## Imports

In [2]:
import ibis
from ibis import _
ibis.options.interactive = True
import ibis.selectors as s
import os

## Functions to run the TPC-H queries

In [3]:
def tpc_h01(con):
    """    
    This query reports the amount of business that was billed, shipped, and returned.
    
    The Pricing Summary Report Query provides a summary pricing report for all lineitems
    shipped as of a given date. The date is within 60 - 120 days of the greatest ship date
    contained in the database. The query lists totals for extended price, discounted extended
    price, discounted extended price plus tax, average quantity, average extended
    price, and average discount. These aggregates are grouped by RETURNFLAG and LINESTATUS,
    and listed in ascending order of RETURNFLAG and LINESTATUS. A count of the number of
    lineitems in each group is included.
    """
    lineitem = con.table("lineitem")
    q01 = (
        lineitem
        .filter(_.l_shipdate <= (ibis.date('1998-12-01') - ibis.interval(days=90)))
        .aggregate(
            by=[_.l_returnflag, _.l_linestatus],
            sum_qty=_.l_quantity.sum(),
            sum_base_price=_.l_extendedprice.sum(),
            sum_disc_price=(_.l_extendedprice * (1 - _.l_discount)).sum(),
            sum_charge=(_.l_extendedprice * (1 - _.l_discount) * (1 + _.l_tax)).sum(),
            avg_qty=_.l_quantity.mean(),
            avg_price=_.l_extendedprice.mean(),
            avg_disc=_.l_discount.mean(),
            count_order=_.count()
        )
        .order_by([_.l_returnflag, _.l_linestatus])
    )
    return q01


def tpc_h10(con):
    """
    The query identifies customers who might be having problems with the parts that are
    shipped to them.
    
    The Returned Item Reporting Query finds the top 20 customers, in terms of their effect
    on lost revenue for a given quarter, who have returned parts. The query considers only
    parts that were ordered in the specified quarter. The query lists the customer's name,
    address, nation, phone number, account balance, comment information and revenue lost.
    The customers are listed in descending order of lost revenue. Revenue lost is defined
    as sum(l_extendedprice*(1-l_discount)) for all qualifying lineitems.
    """
    lineitem = con.table('lineitem')
    orders = con.table('orders')
    customer = con.table("customer")
    nation = con.table("nation")
    
    q = (
        customer
            .join(orders, orders.o_custkey == customer.c_custkey)
            .join(lineitem, lineitem.l_orderkey == orders.o_orderkey)
            .join(nation, customer.c_nationkey == nation.n_nationkey)
    )

    q = q.filter(
        [
            (q.o_orderdate >= ibis.date("1993-10-01")) & (q.o_orderdate < (ibis.date("1993-10-01") + ibis.interval(months=3))),
            q.l_returnflag == "R",
        ]
    )

    gq = q.group_by(
        [
            q.c_custkey,
            q.c_name,
            q.c_acctbal,
            q.c_phone,
            q.n_name,
            q.c_address,
            q.c_comment,
        ]
    )
    q = gq.aggregate(revenue=(q.l_extendedprice * (1 - q.l_discount)).sum())

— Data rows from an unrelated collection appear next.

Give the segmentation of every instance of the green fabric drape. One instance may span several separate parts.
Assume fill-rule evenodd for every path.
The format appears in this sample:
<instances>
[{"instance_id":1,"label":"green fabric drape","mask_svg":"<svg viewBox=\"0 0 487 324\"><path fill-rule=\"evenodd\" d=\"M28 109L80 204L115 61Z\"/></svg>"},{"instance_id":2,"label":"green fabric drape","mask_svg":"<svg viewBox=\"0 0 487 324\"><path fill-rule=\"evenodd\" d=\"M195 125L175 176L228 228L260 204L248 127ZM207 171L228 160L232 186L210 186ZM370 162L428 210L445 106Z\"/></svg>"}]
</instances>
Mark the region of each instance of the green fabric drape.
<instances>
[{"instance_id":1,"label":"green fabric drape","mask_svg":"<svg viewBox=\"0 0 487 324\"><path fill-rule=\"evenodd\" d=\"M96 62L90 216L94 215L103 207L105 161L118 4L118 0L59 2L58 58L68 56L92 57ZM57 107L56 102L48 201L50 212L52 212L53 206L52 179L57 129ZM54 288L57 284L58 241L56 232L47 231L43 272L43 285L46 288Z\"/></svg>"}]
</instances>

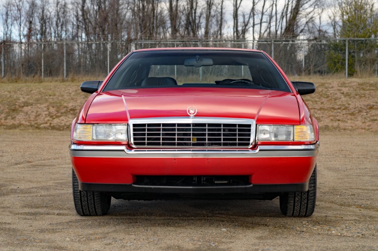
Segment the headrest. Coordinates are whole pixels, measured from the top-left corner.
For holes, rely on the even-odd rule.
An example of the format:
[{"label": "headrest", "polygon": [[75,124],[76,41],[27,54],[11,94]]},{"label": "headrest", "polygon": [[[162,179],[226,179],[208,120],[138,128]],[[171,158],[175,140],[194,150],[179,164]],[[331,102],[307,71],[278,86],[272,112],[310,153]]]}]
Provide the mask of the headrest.
[{"label": "headrest", "polygon": [[170,77],[150,77],[144,79],[141,86],[157,86],[160,85],[177,85],[177,83],[174,78]]}]

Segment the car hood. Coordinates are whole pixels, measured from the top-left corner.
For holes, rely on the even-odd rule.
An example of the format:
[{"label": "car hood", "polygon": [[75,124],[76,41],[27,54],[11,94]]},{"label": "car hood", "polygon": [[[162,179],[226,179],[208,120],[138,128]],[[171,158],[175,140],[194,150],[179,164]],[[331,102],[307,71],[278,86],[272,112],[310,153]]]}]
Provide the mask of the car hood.
[{"label": "car hood", "polygon": [[127,123],[130,118],[196,117],[254,119],[258,124],[299,124],[298,102],[291,93],[242,88],[154,88],[117,90],[99,93],[85,122]]}]

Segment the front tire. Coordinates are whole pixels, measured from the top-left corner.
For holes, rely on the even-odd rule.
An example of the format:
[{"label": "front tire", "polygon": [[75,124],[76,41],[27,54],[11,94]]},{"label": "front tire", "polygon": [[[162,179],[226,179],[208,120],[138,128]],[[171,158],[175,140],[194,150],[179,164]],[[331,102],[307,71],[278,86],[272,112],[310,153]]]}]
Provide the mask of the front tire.
[{"label": "front tire", "polygon": [[284,193],[279,196],[279,208],[286,216],[308,216],[315,210],[316,200],[316,166],[309,182],[307,192]]},{"label": "front tire", "polygon": [[82,216],[103,215],[110,208],[111,196],[101,192],[81,191],[79,181],[72,170],[73,204],[77,214]]}]

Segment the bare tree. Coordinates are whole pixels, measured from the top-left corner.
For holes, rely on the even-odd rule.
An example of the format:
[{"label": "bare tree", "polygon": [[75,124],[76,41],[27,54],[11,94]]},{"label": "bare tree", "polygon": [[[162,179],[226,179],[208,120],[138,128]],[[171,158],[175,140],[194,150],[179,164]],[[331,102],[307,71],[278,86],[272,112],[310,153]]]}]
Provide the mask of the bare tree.
[{"label": "bare tree", "polygon": [[14,19],[12,15],[13,4],[12,0],[6,0],[3,2],[1,8],[1,16],[2,23],[2,40],[10,40],[12,39],[12,27]]}]

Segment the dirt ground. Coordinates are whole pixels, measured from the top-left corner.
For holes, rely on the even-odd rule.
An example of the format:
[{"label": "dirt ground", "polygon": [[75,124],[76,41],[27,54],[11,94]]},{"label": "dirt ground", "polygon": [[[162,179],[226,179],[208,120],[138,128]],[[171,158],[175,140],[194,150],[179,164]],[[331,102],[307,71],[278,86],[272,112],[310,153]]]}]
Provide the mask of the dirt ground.
[{"label": "dirt ground", "polygon": [[113,200],[73,209],[69,134],[0,130],[0,250],[377,250],[378,133],[321,133],[315,211],[278,201]]}]

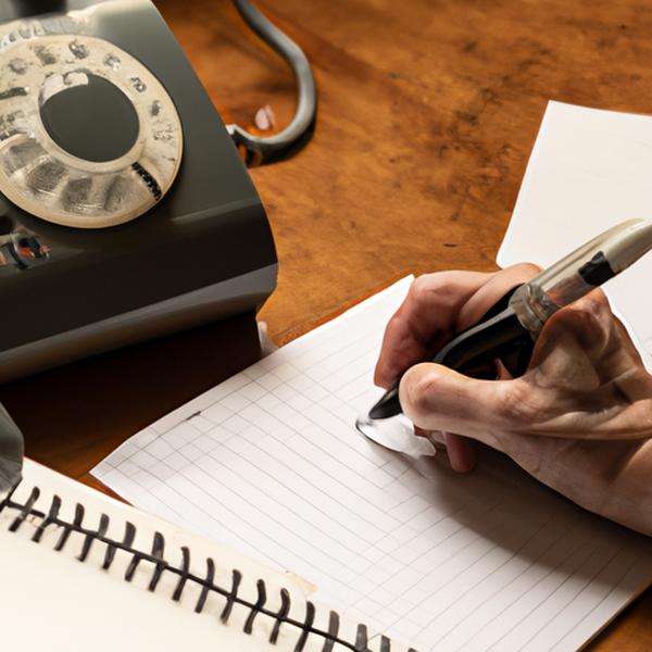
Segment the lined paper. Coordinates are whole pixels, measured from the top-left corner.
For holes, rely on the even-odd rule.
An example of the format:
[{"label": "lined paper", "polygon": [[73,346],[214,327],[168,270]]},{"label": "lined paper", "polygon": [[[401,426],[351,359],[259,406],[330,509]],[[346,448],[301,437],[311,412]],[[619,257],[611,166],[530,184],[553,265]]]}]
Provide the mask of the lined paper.
[{"label": "lined paper", "polygon": [[575,650],[652,579],[652,540],[499,454],[460,476],[355,430],[410,281],[152,424],[93,474],[419,650]]}]

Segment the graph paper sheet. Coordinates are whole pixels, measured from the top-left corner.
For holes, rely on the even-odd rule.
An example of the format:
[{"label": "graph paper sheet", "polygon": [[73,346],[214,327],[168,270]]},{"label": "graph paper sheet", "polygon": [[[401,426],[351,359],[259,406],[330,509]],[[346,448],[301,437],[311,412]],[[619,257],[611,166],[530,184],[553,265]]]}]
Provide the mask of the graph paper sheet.
[{"label": "graph paper sheet", "polygon": [[419,650],[575,650],[652,579],[652,540],[502,456],[461,476],[355,430],[409,284],[152,424],[93,474]]}]

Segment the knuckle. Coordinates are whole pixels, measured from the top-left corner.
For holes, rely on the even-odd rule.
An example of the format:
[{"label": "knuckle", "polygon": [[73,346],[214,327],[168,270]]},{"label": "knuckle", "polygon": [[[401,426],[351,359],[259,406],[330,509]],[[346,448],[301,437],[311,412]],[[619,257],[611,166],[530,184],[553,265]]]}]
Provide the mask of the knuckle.
[{"label": "knuckle", "polygon": [[409,416],[418,421],[430,414],[435,386],[436,378],[428,373],[426,364],[417,364],[405,372],[401,380],[401,403]]},{"label": "knuckle", "polygon": [[441,287],[438,274],[422,274],[410,286],[410,299],[417,304],[426,303],[430,294]]},{"label": "knuckle", "polygon": [[511,267],[504,269],[503,273],[504,272],[507,272],[509,274],[517,278],[522,278],[524,281],[526,281],[532,278],[534,276],[537,276],[537,274],[540,274],[541,267],[539,267],[539,265],[536,265],[535,263],[516,263],[515,265],[512,265]]},{"label": "knuckle", "polygon": [[534,424],[538,415],[539,409],[532,400],[531,388],[518,380],[505,381],[496,402],[498,419],[512,427],[521,427]]}]

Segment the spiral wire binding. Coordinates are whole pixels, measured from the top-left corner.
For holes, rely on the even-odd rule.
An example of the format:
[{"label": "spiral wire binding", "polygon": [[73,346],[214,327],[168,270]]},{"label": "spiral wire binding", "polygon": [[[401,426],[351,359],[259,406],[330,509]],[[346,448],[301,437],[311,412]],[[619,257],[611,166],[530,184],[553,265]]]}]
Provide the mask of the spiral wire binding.
[{"label": "spiral wire binding", "polygon": [[[215,584],[215,562],[211,559],[206,559],[206,570],[204,576],[196,575],[190,572],[190,551],[187,547],[181,547],[181,564],[177,567],[168,563],[165,557],[165,539],[161,532],[154,532],[152,547],[150,552],[138,550],[134,548],[134,540],[136,539],[136,526],[130,522],[125,522],[125,531],[122,540],[114,540],[106,536],[106,531],[110,525],[110,518],[106,514],[100,516],[100,522],[97,528],[84,527],[85,509],[84,505],[77,503],[75,505],[75,514],[73,521],[65,521],[60,516],[61,511],[61,499],[59,496],[53,496],[50,507],[47,512],[41,512],[35,507],[35,504],[40,496],[40,489],[34,487],[27,497],[25,502],[14,500],[14,493],[20,485],[16,485],[14,489],[0,502],[0,512],[5,509],[17,511],[16,517],[11,522],[9,531],[15,532],[18,530],[21,525],[27,519],[33,521],[39,519],[38,526],[32,536],[32,540],[40,542],[43,532],[49,527],[61,528],[61,535],[54,544],[55,551],[61,551],[65,547],[72,532],[77,532],[83,536],[83,543],[79,554],[76,555],[79,562],[85,562],[88,557],[90,549],[96,541],[104,543],[106,546],[106,552],[101,565],[103,570],[109,570],[115,553],[121,550],[131,555],[127,569],[125,572],[124,579],[131,581],[136,569],[141,562],[151,564],[153,566],[152,576],[148,585],[148,590],[153,592],[163,575],[163,573],[172,573],[178,576],[178,580],[175,590],[172,595],[172,600],[178,602],[181,599],[184,588],[188,582],[192,582],[201,587],[200,595],[195,605],[195,611],[199,614],[203,611],[209,594],[211,592],[222,595],[226,600],[226,604],[220,614],[220,619],[224,623],[228,623],[228,618],[231,614],[233,607],[239,604],[249,610],[249,615],[244,622],[243,631],[244,634],[252,634],[253,624],[256,616],[262,615],[274,620],[274,627],[269,635],[269,643],[276,644],[280,631],[280,626],[286,624],[292,627],[301,629],[301,635],[297,644],[294,645],[294,652],[302,652],[305,648],[308,637],[310,635],[318,636],[324,639],[324,645],[322,652],[331,652],[334,645],[337,643],[353,652],[371,652],[368,648],[368,632],[365,625],[358,625],[355,642],[349,642],[338,636],[340,627],[340,618],[337,612],[331,611],[329,614],[328,629],[319,629],[314,625],[315,619],[315,605],[309,600],[306,601],[305,618],[297,620],[289,616],[291,600],[287,589],[280,589],[280,607],[278,611],[272,611],[265,607],[267,601],[267,588],[263,579],[259,579],[256,582],[258,597],[255,602],[240,598],[238,590],[242,580],[242,574],[234,568],[231,570],[231,586],[230,588],[224,588]],[[380,637],[380,652],[391,652],[391,641],[385,637]],[[416,652],[413,648],[410,648],[408,652]]]}]

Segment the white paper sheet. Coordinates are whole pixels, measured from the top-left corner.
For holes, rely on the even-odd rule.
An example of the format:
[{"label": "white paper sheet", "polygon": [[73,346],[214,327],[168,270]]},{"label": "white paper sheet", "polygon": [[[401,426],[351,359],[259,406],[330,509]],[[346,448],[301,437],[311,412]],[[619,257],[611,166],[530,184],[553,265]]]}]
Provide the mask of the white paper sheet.
[{"label": "white paper sheet", "polygon": [[459,476],[355,430],[409,283],[153,424],[93,474],[419,650],[575,650],[652,579],[652,540],[499,455]]},{"label": "white paper sheet", "polygon": [[[652,117],[550,102],[498,253],[554,263],[632,217],[652,220]],[[652,371],[652,253],[604,289]]]}]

    q = q.order_by(ibis.desc(q.revenue))
    return q.limit(20)


## Postgres

In [4]:
pg_user = os.environ.get("PG_USER")
pg_pwd = os.environ.get("PG_PWD")

con_pg = ibis.postgres.connect(database='tpc-h-10gb', host='localhost', user=pg_user, password=pg_pwd)

### Example TPC-H query results

In [5]:
tpc_h01(con_pg)

In [18]:
tpc_h10(con_pg)

### TPC-H queries benchmarking on Postgres

In [6]:
%%timeit -r10
tpc_h01(con_pg).execute()

27 s ± 9.39 s per loop (mean ± std. dev. of 10 runs, 1 loop each)


In [25]:
%%timeit -r10
tpc_h10(con_pg).execute()

5.69 s ± 162 ms per loop (mean ± std. dev. of 10 runs, 1 loop each)


## DuckDB

In [20]:
con_ibis = ibis.duckdb.connect()
con_ibis.register("/home/francois/datasets/tpc-h-10GB/parquet/lineitem.parquet", table_name="lineitem")
con_ibis.register("/home/francois/datasets/tpc-h-10GB/parquet/orders.parquet", table_name="orders")
con_ibis.register("/home/francois/datasets/tpc-h-10GB/parquet/customer.parquet", table_name="customer")
con_ibis.register("/home/francois/datasets/tpc-h-10GB/parquet/nation.parquet", table_name="nation")
con_ibis.list_tables()

['nation', 'customer', 'orders', 'lineitem']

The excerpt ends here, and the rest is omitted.